Ordinarily, injuries of the bones, joints, tendons and ligaments result in scarring of the tissue, which not only prevents full healing but also often leads to further injuries at a later time. Conventional medical therapies do nothing to address the problem of scar tissue directly, and surgical procedures actually make the problem worse by increasing the severity of tissue scarring which in turn merely exacerbates later complications that will inevitably result from the scar tissue, since such tissue can never be fully rehabilitated. Adult stem cell therapy, however, allows for the full and complete healing of tissue without scarring, which not only reduces the risk of re-injury of the same tissue at a later date but also restores full physical performance and function, usually very quickly and dramatically. Such is the case in humans as well as in animals. According to Dr. Robert Harman, veterinarian and founding CEO of Vet-Stem, "Our success in animals is directly translatable to humans, and we wish to share our evidence that stem cells are safe and effective." Additionally, adipose-derived stem cells have been shown in a number of studies to exhibit highly beneficial immunomodulatory properties - which reduce inflammation, among other benefits - in addition to stimulating the regeneration of cartilage and other tissue. (E.g., "Non-expanded adipose stromal vascular fraction cell therapy for multiple sclerosis", by N.H. Riordan et al., published in the Journal of Translational Medicine in April of 2009, of which Dr. Harman is a coauthor). As Dr. Harman further adds, "In the last couple of years, evidence has come out that the cells we use reduce inflammation and pain, and help lubricate the joint. About 200,000 hip replacements are done every year in humans. That's a very good target for someone to look at cell therapy."
Vet-Stem uses exclusively adult stem cells, derived from each animal's own tissue. Since the cells are autologous (in which the donor and recipient are the same animal), there is no risk of immune rejection. More specifically, the stem cells that are harvested in Vet-Stem's procedure are mesenchymal stem cells, which are highly potent adult stem cells that are also found in bone marrow and umbilical cord blood. Numerous scientific and clinical studies have been published in the peer-reviewed medical and veterinary literature detailing the regenerative properties of mesenchymal stem cells.
No embryonic stem cells are ever used in Vet-Stem's therapies, since embryonic stem cells are highly problematic in the laboratory, whether they are of human or non-human origin. Among other problems, the risk of teratoma (tumor) formation disqualifies embryonic stem cells for use as a clinical therapy, even in animals. Adult stem cells, however, do not pose such risks and are therefore rapidly accumulating a consistent history of successful clinical treatments in veterinary, as well as in human, medicine.
According to Sandy Draibye, owner of Micki, the 11-year-old German Shepherd, "It's a lot of money, but she's a lot of dog.
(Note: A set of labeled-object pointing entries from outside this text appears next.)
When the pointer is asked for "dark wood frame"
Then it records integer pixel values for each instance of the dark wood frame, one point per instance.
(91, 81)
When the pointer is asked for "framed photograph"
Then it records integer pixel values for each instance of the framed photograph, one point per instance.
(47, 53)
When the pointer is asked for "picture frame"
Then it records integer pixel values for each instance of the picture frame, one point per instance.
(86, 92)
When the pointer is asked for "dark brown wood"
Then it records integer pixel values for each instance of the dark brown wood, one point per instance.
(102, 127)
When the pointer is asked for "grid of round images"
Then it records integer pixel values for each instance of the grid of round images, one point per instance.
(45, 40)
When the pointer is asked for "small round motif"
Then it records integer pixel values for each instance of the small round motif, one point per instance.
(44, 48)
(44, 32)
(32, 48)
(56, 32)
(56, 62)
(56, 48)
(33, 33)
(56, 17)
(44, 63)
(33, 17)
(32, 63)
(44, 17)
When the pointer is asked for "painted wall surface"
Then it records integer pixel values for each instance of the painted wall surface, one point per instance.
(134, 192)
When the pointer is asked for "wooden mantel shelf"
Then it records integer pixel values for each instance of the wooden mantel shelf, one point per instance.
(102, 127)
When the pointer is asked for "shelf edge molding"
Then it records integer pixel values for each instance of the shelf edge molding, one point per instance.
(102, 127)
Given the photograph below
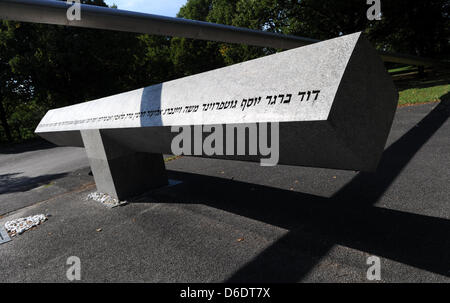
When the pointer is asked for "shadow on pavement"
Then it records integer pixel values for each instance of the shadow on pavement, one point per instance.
(317, 223)
(13, 182)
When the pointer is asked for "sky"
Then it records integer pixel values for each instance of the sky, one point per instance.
(158, 7)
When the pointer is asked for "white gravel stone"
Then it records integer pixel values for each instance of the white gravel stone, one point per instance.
(18, 226)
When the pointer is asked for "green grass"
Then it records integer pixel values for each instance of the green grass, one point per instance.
(422, 95)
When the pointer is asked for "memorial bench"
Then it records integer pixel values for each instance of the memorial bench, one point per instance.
(332, 102)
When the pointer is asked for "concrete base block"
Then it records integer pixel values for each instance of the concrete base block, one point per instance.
(119, 171)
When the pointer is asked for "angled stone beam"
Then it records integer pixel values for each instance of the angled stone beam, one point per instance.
(333, 101)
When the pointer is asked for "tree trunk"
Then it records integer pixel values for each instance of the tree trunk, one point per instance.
(4, 121)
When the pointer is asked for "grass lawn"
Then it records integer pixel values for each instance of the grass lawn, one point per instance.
(414, 90)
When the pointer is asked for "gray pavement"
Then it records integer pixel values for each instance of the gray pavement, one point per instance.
(294, 224)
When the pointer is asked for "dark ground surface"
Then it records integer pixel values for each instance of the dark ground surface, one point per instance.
(297, 224)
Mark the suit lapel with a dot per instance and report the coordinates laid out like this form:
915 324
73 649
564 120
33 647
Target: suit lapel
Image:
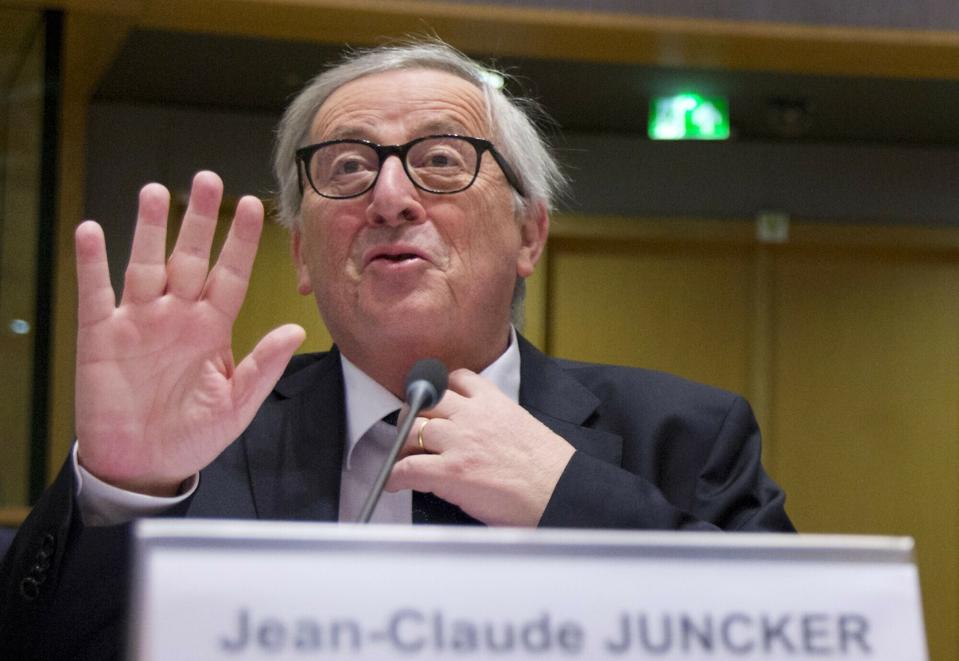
296 451
564 405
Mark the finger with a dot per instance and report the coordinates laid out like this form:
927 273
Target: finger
256 375
226 287
436 435
95 297
420 472
146 272
451 403
190 260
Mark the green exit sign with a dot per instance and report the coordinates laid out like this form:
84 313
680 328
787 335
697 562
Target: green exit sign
689 117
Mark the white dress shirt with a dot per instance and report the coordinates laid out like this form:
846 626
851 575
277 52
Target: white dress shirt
368 440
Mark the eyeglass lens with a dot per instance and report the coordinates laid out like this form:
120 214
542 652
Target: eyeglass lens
441 165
I am not wealthy, but I can afford it. Everybody adores their dog. I don't think they would give it a second thought."
In fact, as Sandy points out, most humans are so impressed by the news of such dramatic recovery in animals that people are becoming increasingly curious about the use of autologous adult stem cell therapy for the treatment of human ailments. As Sandy adds, "They're wondering about their own joints."